So say a couple of interesting sources. One is a new book making waves in Washington this week, Game Change, by John Heilemann and Mark Halperin. In Jacob Heilbrunn's review in Sunday's edition, President Obama is said to be described in just that manner by the authors.
In “Game Change,” Obama emerges as the most incisive, most disciplined and, in important ways, most conservative of all the contenders. He assembled a crack team that did not engage in the internecine warfare that afflicted his opponents. And his evidently spotless personal history helped insulate him from the buffetings his counterparts suffered as their tumultuous lives came under forensic scrutiny. Even the crisis of his relationship with the Rev. Jeremiah Wright faded against the image of the faithful, even uxorious, husband and devoted father of two young daughters.

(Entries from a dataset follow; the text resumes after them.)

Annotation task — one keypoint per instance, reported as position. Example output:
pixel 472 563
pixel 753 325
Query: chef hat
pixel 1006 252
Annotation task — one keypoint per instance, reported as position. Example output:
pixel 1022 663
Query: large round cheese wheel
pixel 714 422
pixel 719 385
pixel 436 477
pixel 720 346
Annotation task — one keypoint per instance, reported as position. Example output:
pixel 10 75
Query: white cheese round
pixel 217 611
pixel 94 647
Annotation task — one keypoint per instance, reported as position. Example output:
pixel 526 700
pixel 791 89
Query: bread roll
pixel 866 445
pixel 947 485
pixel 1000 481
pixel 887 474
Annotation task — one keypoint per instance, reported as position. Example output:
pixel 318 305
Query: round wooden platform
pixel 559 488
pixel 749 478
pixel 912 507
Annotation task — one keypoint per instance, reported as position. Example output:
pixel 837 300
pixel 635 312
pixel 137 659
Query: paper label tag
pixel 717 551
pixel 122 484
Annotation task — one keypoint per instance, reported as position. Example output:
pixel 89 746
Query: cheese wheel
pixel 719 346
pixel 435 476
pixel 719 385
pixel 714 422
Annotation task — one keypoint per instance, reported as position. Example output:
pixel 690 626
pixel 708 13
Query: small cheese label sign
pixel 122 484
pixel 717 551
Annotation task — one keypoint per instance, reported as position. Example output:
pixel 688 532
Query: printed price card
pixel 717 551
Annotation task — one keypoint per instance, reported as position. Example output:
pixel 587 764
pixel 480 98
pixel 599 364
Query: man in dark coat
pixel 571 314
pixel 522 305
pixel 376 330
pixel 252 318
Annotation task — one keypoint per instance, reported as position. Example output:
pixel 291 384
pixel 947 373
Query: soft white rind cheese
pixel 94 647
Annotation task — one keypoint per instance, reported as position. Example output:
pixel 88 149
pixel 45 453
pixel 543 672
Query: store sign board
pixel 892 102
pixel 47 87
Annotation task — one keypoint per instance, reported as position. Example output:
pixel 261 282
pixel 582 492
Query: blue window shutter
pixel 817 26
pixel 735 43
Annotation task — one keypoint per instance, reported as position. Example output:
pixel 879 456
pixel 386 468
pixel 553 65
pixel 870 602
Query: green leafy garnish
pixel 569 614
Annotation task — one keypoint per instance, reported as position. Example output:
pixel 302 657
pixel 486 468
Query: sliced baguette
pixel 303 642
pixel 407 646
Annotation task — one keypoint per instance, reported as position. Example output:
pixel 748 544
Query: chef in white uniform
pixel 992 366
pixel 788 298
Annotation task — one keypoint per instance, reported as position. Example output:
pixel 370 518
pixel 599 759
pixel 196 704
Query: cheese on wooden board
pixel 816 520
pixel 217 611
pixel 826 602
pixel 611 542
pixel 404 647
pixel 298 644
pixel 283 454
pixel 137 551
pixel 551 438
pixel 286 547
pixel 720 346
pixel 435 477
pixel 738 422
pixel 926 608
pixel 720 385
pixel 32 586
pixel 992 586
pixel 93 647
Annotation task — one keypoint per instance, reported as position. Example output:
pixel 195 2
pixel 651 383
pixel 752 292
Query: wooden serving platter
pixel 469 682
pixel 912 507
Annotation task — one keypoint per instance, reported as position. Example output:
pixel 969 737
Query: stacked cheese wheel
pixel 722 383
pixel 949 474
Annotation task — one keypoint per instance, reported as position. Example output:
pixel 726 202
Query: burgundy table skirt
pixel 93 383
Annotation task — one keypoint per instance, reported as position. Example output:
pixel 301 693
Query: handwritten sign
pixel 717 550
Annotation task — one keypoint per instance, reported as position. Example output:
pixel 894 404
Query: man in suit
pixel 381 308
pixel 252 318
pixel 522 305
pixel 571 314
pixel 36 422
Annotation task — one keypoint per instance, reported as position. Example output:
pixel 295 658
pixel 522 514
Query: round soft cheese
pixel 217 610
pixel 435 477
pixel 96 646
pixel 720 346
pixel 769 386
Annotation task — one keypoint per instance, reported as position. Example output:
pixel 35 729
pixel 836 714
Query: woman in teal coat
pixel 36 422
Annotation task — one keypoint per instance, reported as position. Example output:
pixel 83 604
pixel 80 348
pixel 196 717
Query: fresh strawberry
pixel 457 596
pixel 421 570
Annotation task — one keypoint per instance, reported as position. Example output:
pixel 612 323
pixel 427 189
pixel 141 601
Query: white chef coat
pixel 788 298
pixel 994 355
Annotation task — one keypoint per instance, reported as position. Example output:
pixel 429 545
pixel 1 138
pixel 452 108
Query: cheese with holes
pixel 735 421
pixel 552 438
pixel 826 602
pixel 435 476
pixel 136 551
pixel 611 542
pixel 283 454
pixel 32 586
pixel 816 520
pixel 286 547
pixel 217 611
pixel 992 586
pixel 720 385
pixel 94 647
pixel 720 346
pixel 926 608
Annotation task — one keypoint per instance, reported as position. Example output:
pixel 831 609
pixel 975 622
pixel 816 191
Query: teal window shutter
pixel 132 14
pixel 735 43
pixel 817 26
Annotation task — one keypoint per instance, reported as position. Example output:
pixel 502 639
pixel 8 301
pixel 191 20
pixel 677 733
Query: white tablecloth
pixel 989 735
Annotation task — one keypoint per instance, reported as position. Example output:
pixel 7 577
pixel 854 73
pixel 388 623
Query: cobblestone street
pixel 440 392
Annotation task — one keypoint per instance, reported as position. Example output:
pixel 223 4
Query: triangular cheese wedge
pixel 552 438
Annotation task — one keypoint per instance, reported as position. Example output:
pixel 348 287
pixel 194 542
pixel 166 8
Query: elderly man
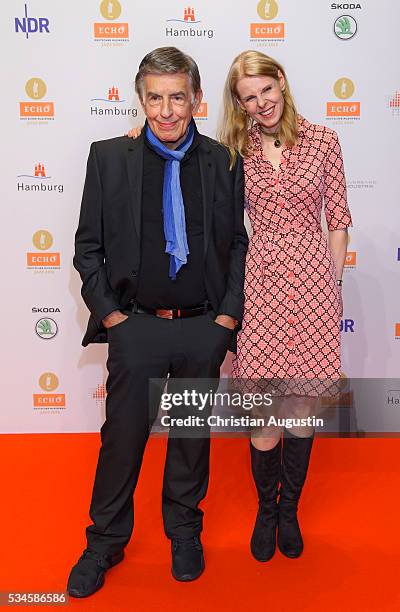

Conservative blogger Andrew Sullivan has described Obama in similar terms in response to several speeches, most recently his acceptance of the Nobel Peace Prize.
And this is the critical distinction between Bush and Obama: Obama is far more conservative than his predecessor. He sees that the profound flaws in human nature affect us as well as them; that we "face the world as it is," not as we would like it to be; that the decision to go to war is a moral and a pragmatic one; that ends have to be balanced by a shrewd and sometimes cold-eyed assessment of means.
Previously, Sullivan used the same term to describe the President in a foreign policy speech.
This speech, to my mind, was a conservative one by a conservative president who seeks first and foremost to use existing institutions to address the new challenges of the moment, and then seeks pragmatic compromises, always open to future checks and balances, in those places where such institutions clearly need reform and adjustment. The speech does not shrink from clear positions but it always does so from a place of reason and authority as opposed to politics and power. It is a presidential speech - from a man who seeks to unite and lead this country forward, rather than someone who sees fear and division as a tool to be exploited.
Here, Sullivan makes an interesting distinction in response to criticism of Obama from a self-described liberal reader.
What strikes me about Obama is not that he is conservative or liberal, it is his policy liberalism with conservative temperament. It is his movement beyond these exhausted ideologies.